McEntire’s version tones down some of the harder edges of Houser’s original, but leaves the basic arrangement and passionate, pleading sentiment fully intact. The message of “Back to God” – handing things over to a higher power in the face of grief and struggle – was one she felt like fit with her many themes of faith on Sing It Now, which bundles 10 classic hymns with 10 more contemporary songs.
“I had to make it different because his [version] was so good,” says McEntire. “So we got it on there, but it’s a great song! Everybody was saying, ‘Oh my gosh, we need this, we need this song right now.’ Well, we’ve always needed this song.”
In the “Back to God” video, filmed by director Mason Dixon in the Nashville area, scenes of McEntire alone in a sanctuary are interspersed with shots of different people experiencing profound loss and crises of faith. The thing that ultimately unites them is their collective experience in church, where they start to heal.

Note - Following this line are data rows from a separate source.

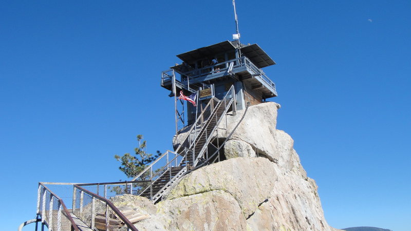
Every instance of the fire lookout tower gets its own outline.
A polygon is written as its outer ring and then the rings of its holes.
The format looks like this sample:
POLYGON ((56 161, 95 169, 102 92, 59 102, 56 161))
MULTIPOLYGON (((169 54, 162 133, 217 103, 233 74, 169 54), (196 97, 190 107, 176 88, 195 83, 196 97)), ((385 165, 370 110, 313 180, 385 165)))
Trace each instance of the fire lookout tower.
POLYGON ((176 131, 192 124, 211 99, 221 100, 231 86, 234 104, 230 110, 241 110, 248 103, 254 105, 277 96, 275 85, 261 68, 275 64, 257 44, 244 45, 238 41, 226 41, 177 55, 182 61, 163 71, 161 85, 171 91, 176 103, 176 131), (176 73, 179 74, 178 79, 176 73), (198 107, 187 104, 179 109, 178 97, 198 92, 198 107), (185 111, 186 112, 185 113, 185 111), (186 114, 184 118, 184 114, 186 114))

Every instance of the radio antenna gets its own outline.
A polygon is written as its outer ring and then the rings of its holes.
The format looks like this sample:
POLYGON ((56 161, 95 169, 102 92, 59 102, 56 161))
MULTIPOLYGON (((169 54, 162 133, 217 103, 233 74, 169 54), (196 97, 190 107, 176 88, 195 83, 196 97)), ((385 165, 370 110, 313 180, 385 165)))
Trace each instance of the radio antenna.
POLYGON ((237 17, 237 12, 235 10, 235 0, 233 0, 233 6, 234 8, 234 18, 235 20, 235 29, 236 29, 236 32, 237 33, 233 34, 233 39, 237 40, 237 42, 238 44, 238 48, 237 49, 237 51, 238 53, 238 57, 240 57, 241 56, 240 53, 240 33, 238 32, 238 20, 237 17))

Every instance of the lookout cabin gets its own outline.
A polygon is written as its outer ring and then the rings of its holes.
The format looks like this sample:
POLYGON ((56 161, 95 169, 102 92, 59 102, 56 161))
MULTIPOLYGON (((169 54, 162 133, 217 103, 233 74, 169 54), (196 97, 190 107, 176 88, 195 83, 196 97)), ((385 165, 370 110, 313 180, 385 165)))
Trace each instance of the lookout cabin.
MULTIPOLYGON (((185 95, 198 92, 201 105, 213 97, 221 100, 234 85, 234 106, 241 110, 247 103, 255 105, 277 96, 275 85, 261 69, 275 62, 256 44, 226 41, 177 56, 182 63, 162 73, 161 86, 171 91, 170 97, 178 97, 181 91, 185 95)), ((197 110, 190 104, 186 110, 188 125, 197 110)))

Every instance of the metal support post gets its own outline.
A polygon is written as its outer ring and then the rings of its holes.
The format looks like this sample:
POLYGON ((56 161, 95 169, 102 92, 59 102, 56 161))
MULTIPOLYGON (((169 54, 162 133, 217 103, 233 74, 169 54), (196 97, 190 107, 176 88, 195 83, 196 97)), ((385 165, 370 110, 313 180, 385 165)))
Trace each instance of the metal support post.
POLYGON ((106 230, 108 229, 108 216, 110 210, 108 208, 108 205, 106 204, 106 230))
POLYGON ((42 223, 43 224, 44 224, 44 219, 46 218, 46 194, 47 194, 46 189, 43 188, 43 208, 42 208, 42 223))
MULTIPOLYGON (((62 213, 62 207, 61 202, 60 200, 59 201, 59 210, 57 211, 57 231, 61 231, 61 214, 62 213)), ((67 214, 67 216, 69 216, 67 214)))
POLYGON ((91 198, 91 224, 90 227, 91 229, 94 230, 95 228, 95 220, 96 219, 96 198, 92 197, 91 198))
POLYGON ((50 203, 48 206, 48 227, 49 229, 53 228, 53 195, 50 194, 50 203))
POLYGON ((153 200, 153 166, 150 167, 150 200, 153 200))
POLYGON ((83 191, 81 191, 80 192, 80 217, 79 218, 82 219, 83 219, 83 199, 84 197, 84 192, 83 191))
POLYGON ((77 189, 76 189, 76 187, 73 186, 73 207, 72 207, 73 209, 72 209, 72 211, 73 211, 73 214, 76 214, 76 213, 74 212, 74 211, 76 211, 76 194, 76 194, 77 191, 77 189))

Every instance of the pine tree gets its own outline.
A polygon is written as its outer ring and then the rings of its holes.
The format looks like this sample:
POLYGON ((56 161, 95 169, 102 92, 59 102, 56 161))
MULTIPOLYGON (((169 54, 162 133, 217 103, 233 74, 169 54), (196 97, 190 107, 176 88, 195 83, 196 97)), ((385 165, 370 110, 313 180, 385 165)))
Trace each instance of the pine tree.
MULTIPOLYGON (((118 155, 114 156, 116 160, 120 161, 121 163, 121 166, 119 167, 119 169, 124 172, 128 178, 133 178, 139 175, 161 154, 158 150, 155 155, 147 153, 146 141, 143 140, 143 136, 141 134, 137 135, 137 138, 139 147, 135 148, 134 155, 132 155, 129 153, 125 153, 121 157, 118 155)), ((150 172, 147 172, 140 176, 139 179, 136 179, 136 180, 147 180, 150 177, 150 172)), ((148 182, 139 183, 134 184, 133 187, 139 188, 140 190, 137 190, 136 192, 139 194, 141 192, 139 191, 144 190, 148 185, 148 182)), ((112 188, 112 190, 118 194, 121 194, 121 189, 119 187, 114 187, 112 188)))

“They have a common goal: get closer to god. Talk about god. Fellowship,” says McEntire. “So when they get in the church, everybody has that oneness, that feeling of yes, we’re a group. Small group, large group, doesn’t matter.”
Sing It Now: Songs of Faith & Hope is out February 3rd and includes collaborations with Kelly Clarkson and Trisha Yearwood, as well as McEntire’s mother and sisters. McEntire has also been cast in an upcoming show created by Desperate Housewives mastermind Marc Cherry, an as-yet-untitled hour-long “Southern gothic soap opera” that will air on ABC.